Jim Hufford
First published 6/15/11 on Organon
Read this in Belorussian here.
At oral arguments over the health reform law last week, the Eleventh Circuit panel showed a surprising amount of interest in the other constitutional challenge to the Affordable Care Act (ACA)—the states’ claim that the ACA’s Medicaid provisions are unconstitutionally coercive, effectively commandeering state governments into doing the federal government’s bidding. Brad Joondeph reviews the arguments presented by former Solicitor General Paul Clement on behalf of the states.
First there’s an argument from “sheer volume”: the enormity of federal Medicaid funding unconstitutionally tips the balance of federalism in favor of the feds. The difficulty with this argument is that, if the sheer volume of Medicaid makes new conditions on federal spending unconstitutionally coercive, then every new amendment that has increased states’ program costs in the past several decades must also have been unconstitutional.
Then there’s an argument from the disproportionality of new conditions: a state’s noncompliance with the new conditions jeopardizes all its federal funds, not just funds newly dedicated in the ACA. Same problem as before. If new conditions on existing federal funding were unconstitutionally coercive, then you’d have to explain why the Supreme Court reached the exact opposite conclusion in South Dakota v. Dole.
And then there’s a third argument that Joondeph sums up like this:
[T]he ACA (a) imposes an individual mandate on all Americans to acquire health coverage, (b) applies that mandate to everyone, including Americans below the poverty line, but (c) provides no subsidy for those persons falling below the poverty level (though it does provide subsidies for those between 133% and 400% of poverty). Thus, the ACA on its face assumes that every state will comply with the Act’s Medicaid conditions, for this is the only way envisioned by the Act for indigent Americans to satisfy the mandate.
So Congress imposed the mandate assuming that the states will comply with new Medicaid conditions, and therefore . . . the ACA is coercive? Hmmm. Well, the first problem with this argument is that it is not an argument—it doesn’t connect premises to a conclusion. But even if we spot them a major premise to be articulated later, there are two other, fatal problems with it: it confuses states with the people who live in them; and it does not take into account that the ACA provides exemptions to the mandate for those who cannot afford qualifying coverage.
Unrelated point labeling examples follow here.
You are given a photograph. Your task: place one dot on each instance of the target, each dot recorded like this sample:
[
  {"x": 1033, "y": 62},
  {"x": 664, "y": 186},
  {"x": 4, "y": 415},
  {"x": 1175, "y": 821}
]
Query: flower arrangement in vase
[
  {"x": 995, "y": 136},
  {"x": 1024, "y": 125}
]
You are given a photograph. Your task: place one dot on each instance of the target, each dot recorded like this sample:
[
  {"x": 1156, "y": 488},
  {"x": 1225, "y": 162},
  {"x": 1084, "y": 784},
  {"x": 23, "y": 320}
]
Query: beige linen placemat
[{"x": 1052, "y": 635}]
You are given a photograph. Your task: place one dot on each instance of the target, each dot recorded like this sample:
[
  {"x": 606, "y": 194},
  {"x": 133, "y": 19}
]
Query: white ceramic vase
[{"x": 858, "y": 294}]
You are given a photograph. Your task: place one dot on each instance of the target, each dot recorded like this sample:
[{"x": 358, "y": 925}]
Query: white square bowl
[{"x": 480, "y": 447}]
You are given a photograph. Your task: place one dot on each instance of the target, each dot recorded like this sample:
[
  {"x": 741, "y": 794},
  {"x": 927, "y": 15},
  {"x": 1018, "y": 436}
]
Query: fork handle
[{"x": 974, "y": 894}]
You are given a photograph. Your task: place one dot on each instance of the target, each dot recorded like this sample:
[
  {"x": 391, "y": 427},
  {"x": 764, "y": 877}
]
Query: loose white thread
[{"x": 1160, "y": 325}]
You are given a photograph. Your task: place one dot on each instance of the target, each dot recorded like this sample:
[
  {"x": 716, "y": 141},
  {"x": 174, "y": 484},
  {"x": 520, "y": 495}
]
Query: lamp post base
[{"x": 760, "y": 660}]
If State XX decided to quit Medicaid rather than accept new conditions on federal funds, the formerly Medicaid-eligible population of XX would likely be less than enthused, mandate or no. But here’s the thing. Even if they were subject to the mandate, the fact that Congress had imposed that burden on them would have precisely nothing to do with the state and its former Medicaid program. In no sense does the individual mandate place demands on the states in their sovereign capacity. It is touching that these states would equate a mandate upon its less fortunate citizens as a mandate upon the sovereign state itself. Touching, but false. And irrelevant. The mandate has nothing to do with Medicaid and nothing to do with the states (except in the minor sense that state officials in the Exchanges might certify compliance with the mandate).
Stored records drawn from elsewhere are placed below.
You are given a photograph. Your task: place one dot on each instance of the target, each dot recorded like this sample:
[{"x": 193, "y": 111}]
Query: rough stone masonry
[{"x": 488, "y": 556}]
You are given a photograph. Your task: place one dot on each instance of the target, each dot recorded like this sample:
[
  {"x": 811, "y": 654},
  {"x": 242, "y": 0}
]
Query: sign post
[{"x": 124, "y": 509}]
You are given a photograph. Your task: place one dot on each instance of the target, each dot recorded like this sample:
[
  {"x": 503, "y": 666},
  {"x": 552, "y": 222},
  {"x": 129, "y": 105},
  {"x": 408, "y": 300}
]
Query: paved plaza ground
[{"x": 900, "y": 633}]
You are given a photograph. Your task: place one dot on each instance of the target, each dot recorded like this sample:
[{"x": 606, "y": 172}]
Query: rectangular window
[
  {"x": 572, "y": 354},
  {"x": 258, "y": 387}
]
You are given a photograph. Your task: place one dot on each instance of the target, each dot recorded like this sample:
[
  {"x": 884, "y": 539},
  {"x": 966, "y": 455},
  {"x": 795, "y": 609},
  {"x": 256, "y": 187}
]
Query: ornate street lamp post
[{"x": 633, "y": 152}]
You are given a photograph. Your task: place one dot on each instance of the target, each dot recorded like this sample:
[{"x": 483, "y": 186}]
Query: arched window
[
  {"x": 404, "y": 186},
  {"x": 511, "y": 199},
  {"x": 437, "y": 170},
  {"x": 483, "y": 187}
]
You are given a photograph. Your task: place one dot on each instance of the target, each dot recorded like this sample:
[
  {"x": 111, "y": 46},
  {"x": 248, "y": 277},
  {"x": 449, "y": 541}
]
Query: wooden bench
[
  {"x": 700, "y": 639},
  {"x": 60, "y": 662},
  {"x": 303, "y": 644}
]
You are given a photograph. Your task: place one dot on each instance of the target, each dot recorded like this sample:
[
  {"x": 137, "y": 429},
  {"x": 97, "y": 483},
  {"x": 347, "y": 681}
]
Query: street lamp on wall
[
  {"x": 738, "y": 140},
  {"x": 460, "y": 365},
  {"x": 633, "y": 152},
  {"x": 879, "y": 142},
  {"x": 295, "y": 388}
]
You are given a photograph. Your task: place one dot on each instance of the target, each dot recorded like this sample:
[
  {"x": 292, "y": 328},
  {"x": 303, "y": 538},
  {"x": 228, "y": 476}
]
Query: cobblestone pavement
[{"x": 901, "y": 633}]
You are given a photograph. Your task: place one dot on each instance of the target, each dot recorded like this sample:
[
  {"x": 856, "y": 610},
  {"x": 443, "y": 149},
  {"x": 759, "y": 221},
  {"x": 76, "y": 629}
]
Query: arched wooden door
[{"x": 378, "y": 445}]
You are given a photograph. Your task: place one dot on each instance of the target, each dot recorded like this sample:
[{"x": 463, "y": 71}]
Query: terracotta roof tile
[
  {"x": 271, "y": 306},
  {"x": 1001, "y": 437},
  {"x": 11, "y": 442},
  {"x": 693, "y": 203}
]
What’s more, if Medicaid coverage were not available, the mandate would not apply to many people with incomes under 133% of the poverty level (FPL). This gets pretty complicated, so I’m going to save the details for another post. Suffice it to say that the mandate may not apply to people earning under 100% FPL, and people between 100% FPL and 133% FPL will either have access to subsidies or will be exempt due to the ACA’s provision excusing anyone for whom the cost of the cheapest qualifying plan would be more than 8% of their income.
In fairness, it is probably best not to think of these as separate arguments. Each fails on its own, but together they loosely approximate plausibility. As Joondeph wrote in an earlier post:
Perhaps, as the states’ brief seems to suggest, it is not any one of these factors in isolation, but the three in combination, in the context of a singularly enormous federal spending program, which renders the ACA’s Medicaid expansion unconstitutional. This is not implausible. But it is also hard to figure out how the Court could ever articulate a rule or principle of constitutional law that actually operationalizes the idea. Even if one could articulate it, the implications could be extremely destabilizing for constitutional law, and in an area that really matters (and matters on a regular, ongoing basis).
As I’ve written before, the Supreme Court’s precedents have left the door open to this kind of challenge, but they don’t illuminate a distinct line between what is and isn’t coercion. Probably because there isn’t one.
Jim Hufford is an attorney living in the San Francisco Bay area. He writes at Organon.